Machine learning is transforming drug discovery, with generative models (GMs) gaining attention for their ability to design molecules with specific properties. However, GMs often struggle with target engagement, synthetic accessibility, or generalization. To address these, we developed a GM workflow integrating a variational autoencoder with two nested active learning cycles. These iteratively refine their predictions using chemoinformatics and molecular modeling predictors. We tested our workflow on two systems, CDK2 and KRAS, successfully generating diverse, drug-like molecules with high predicted affinity and synthesis accessibility. Notably, we generated novel scaffolds distinct from those known for each target. For CDK2, we synthetized 9 molecules yielding 8 with in vitro activity, including one with nanomolar potency. For KRAS, in silico methods validated by CDK2 assays identified 4 molecules with potential activity. These findings showcase our GM workflow's ability to explore novel chemical spaces tailored for specific targets, thereby opening new avenues in drug discovery.

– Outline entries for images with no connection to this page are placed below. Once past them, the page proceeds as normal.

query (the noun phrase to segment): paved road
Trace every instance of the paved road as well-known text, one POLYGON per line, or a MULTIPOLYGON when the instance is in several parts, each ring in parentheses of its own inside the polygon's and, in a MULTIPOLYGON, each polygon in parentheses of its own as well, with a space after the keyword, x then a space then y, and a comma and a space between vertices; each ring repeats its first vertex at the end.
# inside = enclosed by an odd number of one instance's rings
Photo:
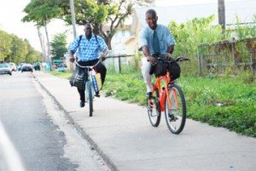
POLYGON ((79 94, 68 80, 35 72, 34 77, 63 108, 74 126, 113 170, 255 171, 256 139, 188 119, 175 135, 164 118, 153 128, 144 106, 102 97, 79 107, 79 94))

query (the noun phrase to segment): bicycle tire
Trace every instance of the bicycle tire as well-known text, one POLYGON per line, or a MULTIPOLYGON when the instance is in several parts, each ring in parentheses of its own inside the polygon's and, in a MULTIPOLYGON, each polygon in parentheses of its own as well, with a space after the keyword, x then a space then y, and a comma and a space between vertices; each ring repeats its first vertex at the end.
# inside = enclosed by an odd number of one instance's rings
POLYGON ((147 108, 148 108, 148 115, 150 121, 150 123, 153 127, 158 127, 160 123, 161 118, 161 111, 159 102, 159 91, 156 88, 154 94, 152 94, 153 98, 151 99, 152 105, 149 106, 148 101, 147 100, 147 108))
POLYGON ((86 98, 87 102, 89 105, 89 116, 92 117, 92 111, 93 111, 93 97, 92 97, 92 90, 91 90, 91 82, 87 81, 86 82, 86 98))
POLYGON ((180 134, 186 123, 186 102, 181 88, 177 84, 172 84, 169 88, 169 97, 172 107, 169 106, 167 95, 166 99, 165 116, 169 130, 175 134, 180 134), (175 100, 175 93, 177 100, 175 100))

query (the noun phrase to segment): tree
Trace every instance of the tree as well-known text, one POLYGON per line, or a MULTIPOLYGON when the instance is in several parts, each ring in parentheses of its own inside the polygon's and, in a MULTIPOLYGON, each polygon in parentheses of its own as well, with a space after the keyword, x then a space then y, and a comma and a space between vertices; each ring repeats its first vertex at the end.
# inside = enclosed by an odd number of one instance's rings
POLYGON ((50 54, 53 60, 60 60, 67 53, 67 35, 59 33, 54 36, 53 40, 49 43, 51 50, 50 54))
POLYGON ((11 54, 12 38, 7 32, 0 30, 0 60, 5 60, 11 54))
MULTIPOLYGON (((58 0, 32 0, 24 9, 24 12, 27 14, 21 20, 23 22, 34 22, 38 27, 44 26, 45 29, 47 47, 48 47, 48 57, 49 56, 49 42, 47 30, 47 24, 50 20, 60 14, 60 9, 58 8, 58 0)), ((38 34, 41 43, 42 51, 44 50, 44 47, 42 44, 40 34, 38 34)), ((45 54, 45 53, 43 53, 45 54)), ((44 57, 45 58, 45 57, 44 57)), ((46 60, 46 58, 45 58, 46 60)))
POLYGON ((27 54, 27 43, 18 37, 16 35, 12 34, 12 48, 9 57, 9 62, 18 64, 20 61, 24 61, 27 54))
MULTIPOLYGON (((72 24, 69 1, 63 0, 59 8, 61 16, 69 25, 72 24)), ((94 32, 102 36, 108 48, 111 40, 118 29, 124 26, 125 20, 131 15, 136 5, 149 5, 152 0, 80 0, 75 1, 76 24, 84 26, 90 22, 94 26, 94 32), (103 26, 109 26, 109 32, 103 31, 103 26)))
POLYGON ((225 37, 226 21, 225 21, 225 4, 224 0, 218 0, 218 24, 222 27, 223 37, 225 37))

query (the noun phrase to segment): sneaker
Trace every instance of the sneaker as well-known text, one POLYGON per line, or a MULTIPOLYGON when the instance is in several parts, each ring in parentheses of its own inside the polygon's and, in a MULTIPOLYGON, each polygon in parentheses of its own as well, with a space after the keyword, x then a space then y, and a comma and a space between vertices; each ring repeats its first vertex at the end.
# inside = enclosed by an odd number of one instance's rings
POLYGON ((80 101, 80 107, 84 107, 85 104, 84 101, 80 101))
POLYGON ((148 100, 150 100, 152 98, 152 93, 151 92, 147 93, 146 96, 148 100))
POLYGON ((169 114, 170 122, 176 122, 178 120, 177 117, 175 117, 173 114, 169 114))

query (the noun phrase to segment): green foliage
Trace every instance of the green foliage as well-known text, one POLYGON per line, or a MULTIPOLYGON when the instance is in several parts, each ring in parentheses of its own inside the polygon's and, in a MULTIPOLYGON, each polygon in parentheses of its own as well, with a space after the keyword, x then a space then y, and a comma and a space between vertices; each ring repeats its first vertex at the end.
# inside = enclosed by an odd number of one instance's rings
POLYGON ((5 31, 0 30, 0 60, 4 60, 11 54, 12 38, 5 31))
POLYGON ((67 35, 65 33, 57 33, 54 35, 53 40, 49 43, 50 54, 53 60, 60 60, 67 53, 67 35))
POLYGON ((212 26, 214 15, 208 18, 195 18, 186 23, 177 25, 172 21, 168 27, 176 41, 174 56, 197 58, 197 47, 203 43, 212 43, 222 39, 220 26, 212 26))
POLYGON ((6 62, 20 61, 36 62, 40 61, 41 54, 36 51, 25 39, 18 37, 14 34, 8 34, 0 30, 0 60, 6 62))

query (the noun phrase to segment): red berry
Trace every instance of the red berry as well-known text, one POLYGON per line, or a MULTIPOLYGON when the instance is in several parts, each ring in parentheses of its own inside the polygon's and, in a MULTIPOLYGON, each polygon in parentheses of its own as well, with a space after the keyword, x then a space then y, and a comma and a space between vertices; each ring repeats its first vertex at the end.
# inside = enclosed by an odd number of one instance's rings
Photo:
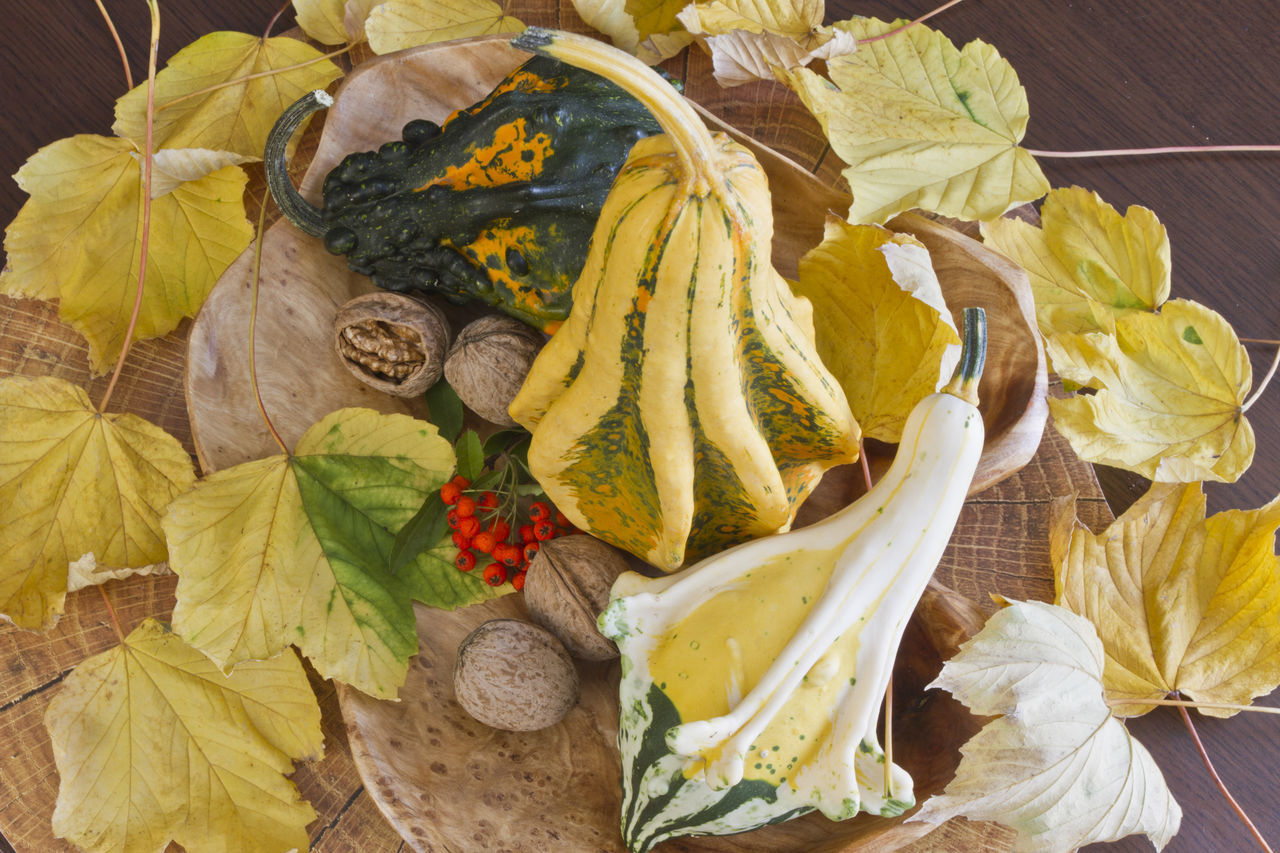
POLYGON ((462 489, 458 488, 457 483, 445 483, 440 487, 440 500, 447 506, 457 503, 460 497, 462 497, 462 489))
POLYGON ((498 537, 493 535, 493 530, 481 530, 471 540, 472 548, 485 553, 493 553, 493 547, 495 544, 498 544, 498 537))
POLYGON ((520 557, 522 552, 513 544, 503 542, 493 549, 493 558, 507 566, 508 569, 515 569, 520 565, 520 557))

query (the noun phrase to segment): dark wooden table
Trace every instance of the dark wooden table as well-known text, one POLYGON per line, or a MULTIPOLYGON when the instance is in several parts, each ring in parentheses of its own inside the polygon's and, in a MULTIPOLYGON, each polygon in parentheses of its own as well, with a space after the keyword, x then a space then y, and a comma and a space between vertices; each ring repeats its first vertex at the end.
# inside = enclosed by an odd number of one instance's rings
MULTIPOLYGON (((828 17, 850 13, 913 17, 936 5, 932 0, 841 0, 828 4, 828 17)), ((13 174, 40 146, 74 133, 109 133, 111 105, 123 92, 123 72, 95 4, 46 0, 10 4, 8 49, 0 54, 4 109, 0 110, 0 173, 13 174)), ((108 0, 133 63, 136 78, 145 76, 150 31, 142 3, 108 0)), ((164 4, 161 60, 197 36, 212 29, 261 32, 275 13, 273 0, 169 0, 164 4)), ((993 44, 1018 69, 1027 86, 1032 122, 1025 143, 1039 150, 1092 150, 1164 145, 1280 142, 1280 8, 1274 0, 1124 0, 1102 3, 1028 3, 1027 0, 966 0, 933 24, 957 44, 982 38, 993 44)), ((285 17, 285 26, 289 18, 285 17)), ((1140 204, 1167 225, 1172 240, 1174 295, 1196 298, 1221 314, 1244 338, 1280 337, 1280 155, 1165 155, 1124 160, 1042 160, 1055 186, 1080 184, 1098 191, 1117 207, 1140 204)), ((0 222, 8 223, 24 196, 12 181, 0 182, 0 222)), ((74 374, 68 361, 83 352, 65 338, 42 337, 42 324, 55 325, 52 311, 0 301, 0 341, 8 338, 8 370, 20 361, 31 373, 74 374), (20 338, 20 341, 19 341, 20 338), (17 361, 15 361, 17 359, 17 361)), ((147 350, 151 359, 180 359, 182 329, 147 350)), ((1251 345, 1254 374, 1261 377, 1274 347, 1251 345)), ((101 386, 91 386, 91 393, 101 386)), ((123 405, 138 410, 189 446, 180 391, 136 389, 123 405)), ((1257 432, 1257 459, 1233 485, 1210 485, 1211 511, 1249 508, 1271 500, 1280 488, 1280 388, 1265 394, 1251 410, 1257 432)), ((1111 507, 1121 511, 1143 484, 1103 471, 1101 480, 1111 507)), ((161 587, 124 602, 138 612, 163 610, 161 587)), ((74 611, 76 608, 70 608, 74 611)), ((23 660, 5 661, 6 672, 37 670, 45 679, 29 685, 15 679, 0 690, 0 747, 4 758, 22 766, 15 736, 23 702, 56 684, 93 643, 84 637, 109 630, 99 617, 83 619, 81 646, 63 640, 32 640, 23 660)), ((6 649, 24 649, 12 633, 6 649)), ((10 678, 6 675, 5 678, 10 678)), ((323 697, 332 704, 332 697, 323 697)), ((1263 701, 1276 704, 1272 695, 1263 701)), ((1198 721, 1199 731, 1225 783, 1272 843, 1280 844, 1280 722, 1263 715, 1240 715, 1226 721, 1198 721)), ((1252 849, 1240 824, 1210 781, 1178 716, 1155 712, 1130 724, 1153 752, 1185 809, 1183 829, 1169 850, 1216 853, 1252 849)), ((370 835, 361 826, 380 820, 362 795, 349 760, 343 760, 340 725, 326 724, 330 758, 311 771, 312 783, 335 802, 317 802, 326 825, 312 833, 333 850, 383 849, 369 847, 383 839, 398 847, 394 835, 370 835), (334 751, 339 754, 333 757, 334 751), (346 798, 346 799, 343 799, 346 798)), ((12 770, 5 771, 12 772, 12 770)), ((12 792, 49 788, 47 777, 9 779, 12 792)), ((44 850, 23 844, 40 838, 32 821, 13 800, 0 802, 0 831, 14 839, 20 853, 44 850)), ((47 820, 47 816, 45 817, 47 820)), ((319 844, 317 844, 319 847, 319 844)), ((0 838, 0 849, 4 848, 0 838)), ((1129 839, 1105 849, 1151 849, 1129 839)))

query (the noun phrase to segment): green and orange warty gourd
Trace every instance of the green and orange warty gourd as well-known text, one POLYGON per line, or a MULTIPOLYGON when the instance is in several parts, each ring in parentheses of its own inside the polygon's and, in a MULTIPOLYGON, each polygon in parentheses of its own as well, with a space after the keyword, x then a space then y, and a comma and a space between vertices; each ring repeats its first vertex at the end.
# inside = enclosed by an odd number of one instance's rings
POLYGON ((786 530, 859 429, 773 269, 768 181, 634 56, 530 28, 517 47, 617 83, 657 117, 609 190, 572 310, 511 415, 582 530, 664 570, 786 530))

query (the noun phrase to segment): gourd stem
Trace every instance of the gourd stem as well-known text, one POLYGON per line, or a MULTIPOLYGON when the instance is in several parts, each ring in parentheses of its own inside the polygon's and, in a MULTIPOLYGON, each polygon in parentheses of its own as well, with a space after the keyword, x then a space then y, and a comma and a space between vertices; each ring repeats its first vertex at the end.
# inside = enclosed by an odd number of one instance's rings
POLYGON ((980 307, 966 307, 961 315, 960 364, 943 391, 977 406, 978 380, 987 364, 987 313, 980 307))
POLYGON ((684 96, 643 61, 602 41, 559 29, 529 27, 512 46, 576 65, 616 83, 649 108, 691 178, 712 178, 716 143, 684 96))
POLYGON ((329 231, 324 214, 319 207, 302 197, 289 181, 288 146, 294 132, 312 113, 333 106, 333 96, 324 90, 315 90, 291 104, 275 120, 266 137, 262 152, 262 167, 266 172, 266 188, 271 192, 280 213, 300 231, 312 237, 324 237, 329 231))

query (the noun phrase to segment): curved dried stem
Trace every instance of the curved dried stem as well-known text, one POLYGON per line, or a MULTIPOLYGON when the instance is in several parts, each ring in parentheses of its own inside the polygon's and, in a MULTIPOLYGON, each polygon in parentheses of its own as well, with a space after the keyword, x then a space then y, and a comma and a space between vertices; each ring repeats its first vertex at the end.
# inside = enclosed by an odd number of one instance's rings
POLYGON ((1262 377, 1262 382, 1258 383, 1258 387, 1254 388, 1249 398, 1240 405, 1242 412, 1249 411, 1249 406, 1257 402, 1258 397, 1262 396, 1262 392, 1267 389, 1267 386, 1271 384, 1271 379, 1276 375, 1276 368, 1280 368, 1280 347, 1276 347, 1276 353, 1271 359, 1271 368, 1267 370, 1267 375, 1262 377))
POLYGON ((1231 809, 1236 813, 1236 816, 1242 821, 1244 821, 1244 825, 1249 829, 1249 834, 1253 835, 1253 840, 1258 843, 1258 847, 1262 850, 1266 850, 1266 853, 1274 853, 1271 845, 1267 844, 1265 838, 1262 838, 1262 833, 1258 831, 1258 827, 1254 826, 1253 821, 1249 820, 1249 816, 1244 813, 1243 808, 1240 808, 1240 804, 1235 800, 1234 797, 1231 797, 1231 792, 1226 789, 1226 785, 1222 783, 1222 777, 1219 776, 1217 770, 1213 768, 1213 762, 1210 761, 1208 753, 1204 752, 1204 744, 1199 739, 1199 733, 1196 731, 1196 724, 1192 722, 1190 712, 1185 707, 1180 707, 1179 712, 1183 715, 1183 722, 1187 724, 1187 730, 1190 733, 1192 740, 1196 743, 1196 751, 1199 752, 1201 761, 1204 762, 1204 767, 1208 770, 1208 775, 1213 777, 1213 783, 1217 785, 1217 789, 1222 793, 1222 797, 1225 797, 1226 802, 1230 803, 1231 809))
POLYGON ((275 443, 280 446, 280 451, 288 455, 289 446, 284 443, 283 438, 280 438, 280 433, 276 432, 275 424, 271 423, 271 416, 266 414, 266 403, 262 402, 262 389, 257 384, 257 286, 261 280, 262 273, 262 234, 266 231, 265 227, 266 196, 262 197, 262 204, 259 206, 257 211, 257 236, 253 240, 253 270, 250 273, 248 384, 253 388, 253 402, 257 405, 257 414, 261 415, 262 423, 266 424, 266 430, 271 433, 271 438, 274 438, 275 443))
POLYGON ((147 252, 151 247, 151 158, 155 149, 152 132, 156 118, 156 68, 159 65, 160 51, 160 6, 156 0, 147 0, 147 8, 151 9, 151 45, 147 50, 147 131, 142 145, 142 238, 138 246, 138 287, 133 297, 133 314, 129 316, 129 325, 124 330, 124 343, 120 345, 120 357, 115 360, 115 369, 111 371, 111 379, 108 382, 106 391, 102 393, 102 400, 97 405, 97 410, 100 412, 106 411, 106 405, 111 401, 111 394, 115 392, 115 383, 119 382, 120 373, 124 370, 124 359, 129 355, 129 347, 133 345, 133 332, 137 329, 138 315, 142 313, 142 293, 146 289, 147 282, 147 252))
POLYGON ((1087 159, 1087 158, 1133 158, 1153 154, 1243 154, 1280 151, 1280 145, 1166 145, 1152 149, 1096 149, 1093 151, 1041 151, 1027 149, 1036 158, 1087 159))
POLYGON ((102 13, 102 20, 106 22, 106 29, 111 33, 111 40, 115 42, 115 50, 120 54, 120 63, 124 65, 124 87, 133 88, 133 72, 129 70, 129 56, 124 53, 124 42, 120 41, 120 32, 115 28, 115 22, 111 20, 111 13, 102 5, 102 0, 93 0, 93 3, 97 5, 97 10, 102 13))
POLYGON ((895 27, 893 29, 890 29, 888 32, 882 32, 878 36, 869 36, 868 38, 859 38, 858 44, 859 45, 869 45, 873 41, 883 41, 884 38, 888 38, 890 36, 896 36, 900 32, 905 32, 905 31, 910 29, 915 24, 924 23, 925 20, 928 20, 929 18, 932 18, 936 14, 946 12, 947 9, 950 9, 951 6, 956 5, 957 3, 960 3, 960 0, 947 0, 947 3, 943 3, 941 6, 938 6, 933 12, 925 12, 919 18, 916 18, 914 20, 909 20, 908 23, 902 24, 901 27, 895 27))

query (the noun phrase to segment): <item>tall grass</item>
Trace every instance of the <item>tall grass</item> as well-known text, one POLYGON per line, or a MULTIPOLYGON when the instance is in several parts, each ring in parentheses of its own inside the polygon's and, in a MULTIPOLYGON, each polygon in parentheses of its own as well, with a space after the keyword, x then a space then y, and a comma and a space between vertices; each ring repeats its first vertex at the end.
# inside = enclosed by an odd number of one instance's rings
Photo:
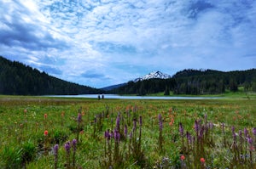
POLYGON ((255 99, 0 104, 0 168, 256 167, 255 99))

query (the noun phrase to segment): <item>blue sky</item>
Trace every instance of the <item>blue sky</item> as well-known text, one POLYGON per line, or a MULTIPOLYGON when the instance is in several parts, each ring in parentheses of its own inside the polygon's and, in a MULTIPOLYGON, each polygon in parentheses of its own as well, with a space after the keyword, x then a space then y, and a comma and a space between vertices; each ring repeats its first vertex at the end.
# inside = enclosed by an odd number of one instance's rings
POLYGON ((0 55, 95 87, 256 68, 256 0, 1 0, 0 55))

机器学习正在改变药物发现领域,生成模型(GMs)因其能够设计具有特定性质的分子而受到关注。然而,生成模型在靶点结合、合成可及性或泛化方面常常面临困难。为了解决这些问题,我们开发了一种将变分自编码器与两个嵌套的主动学习循环相结合的生成模型工作流程。这些循环使用化学信息学和分子建模预测器迭代地改进它们的预测。我们在两个系统CDK2和KRAS上测试了我们的工作流程,成功地生成了具有高预测亲和力和合成可及性的多样的类药物分子。值得注意的是,我们生成了与每个靶点已知的支架不同的新型支架。对于CDK2,我们合成了9个分子,其中8个具有体外活性,包括一个具有纳摩尔效力的分子。对于KRAS,通过CDK2测定验证的计算机方法鉴定出4个具有潜在活性的分子。这些发现展示了我们的生成模型工作流程探索为特定靶点量身定制的新型化学空间的能力,从而为药物发现开辟了新途径。